Ich denke nicht, dass die Inhaber ihr KAFFEEMITTE als “nebensächliche Lokalität” positioniert wissen wollen. Trotzdem wird es sie freuen, dass Du gern dort bist und den Gästen der Kaffee schmeckt.
am 28. Dezember 2009 um 15:25 Uhr
tja, orgaqueen…oder soll ich dramaqueen sagen. manchmal spiegelt das personal auch nur die laune der gäste wieder. in berlin kann dir dit ooch noch eher passieren. außer du gehst ins adlon…da lachen sie dir dreckig ins gesicht und verprügeln dafür später zu hause die olle.
wer sich nur ein essen für €7,50 leisten kann, sollte keine solch hohen ansprüche stellen und sich lieber etwas klein halten. und stell dir vor: auch die mitarbeiter im kaffeemitte haben anrecht auf eine pause (und das wärend der arbeitszeit) und wann diese gemacht wird, obliegt sicher nicht deiner entscheidungsgewalt!

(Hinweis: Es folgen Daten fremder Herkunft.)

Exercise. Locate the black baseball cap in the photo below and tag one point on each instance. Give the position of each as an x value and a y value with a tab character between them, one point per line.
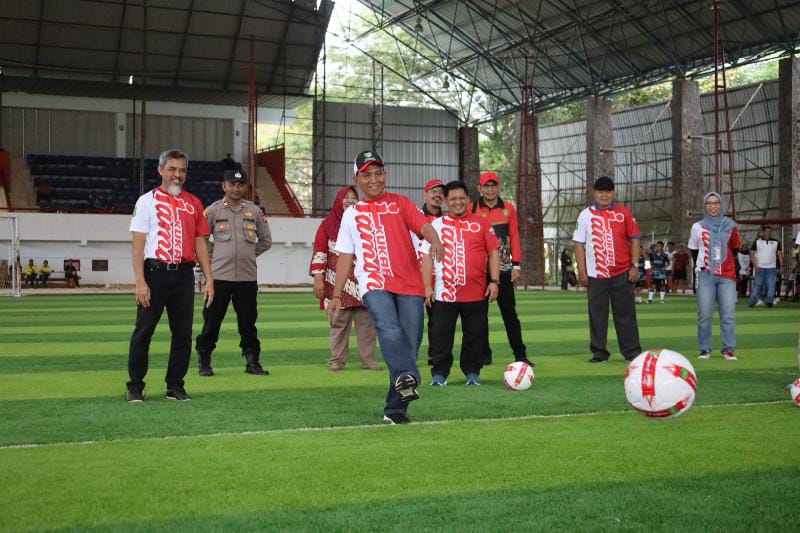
364	159
235	175
604	183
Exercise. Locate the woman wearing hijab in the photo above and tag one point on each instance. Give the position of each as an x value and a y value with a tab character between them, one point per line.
714	243
323	269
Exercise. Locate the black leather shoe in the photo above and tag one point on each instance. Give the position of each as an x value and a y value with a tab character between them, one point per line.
179	395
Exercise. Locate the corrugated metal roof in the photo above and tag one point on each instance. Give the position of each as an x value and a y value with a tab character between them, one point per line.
418	144
568	50
190	44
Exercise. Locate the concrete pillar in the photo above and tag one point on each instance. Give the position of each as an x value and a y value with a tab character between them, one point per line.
529	202
687	162
469	167
599	142
789	146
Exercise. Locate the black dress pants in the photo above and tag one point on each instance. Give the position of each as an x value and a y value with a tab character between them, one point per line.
619	291
507	302
244	295
474	329
173	290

ich gehe gerne ins kaffeemitte und finde das personal eher menschlich. wenn du menschlich nicht verstehst, haste das leben nicht verdient!
guten appetit
am 28. Dezember 2009 um 19:27 Uhr
HaHaHa jetzt wird es ja richtig lustig
Die Zugezogenen proben berlinerisch.
Mein Vorschlag:
Die rauchenden Kellner gründen einen Betriebsrat und nehmen das von Verdi. Die beschließen dann – dass die Kellner (und nur die) pünktlich um 12 Uhr zur Mittagszeit Pause machen (logisch auch die müssen ja Mittagspause machen in der Arbeitszeit).
Servieren müssen dann die Köche, denn die sind SCHULD. Die machen gutes Esssen – sollen die doch sehen wie es an die Frau oder Mann kommt.
So isses. Kellner haben schließlich damit nichts zu tun – die müssen nur die Laune der Gäste spiegeln
(Das war der sinnvollste Satz 2009) (vielleicht war auch der Satz mit dem Adlon gut – hab ich aber nicht verstanden, das mit Prügeln und so ??!!)
In diesenm Sinne, liebe Spiegler und gespiegelte Gäste! Ich glaube trink meinen Kaffee lieber woanders.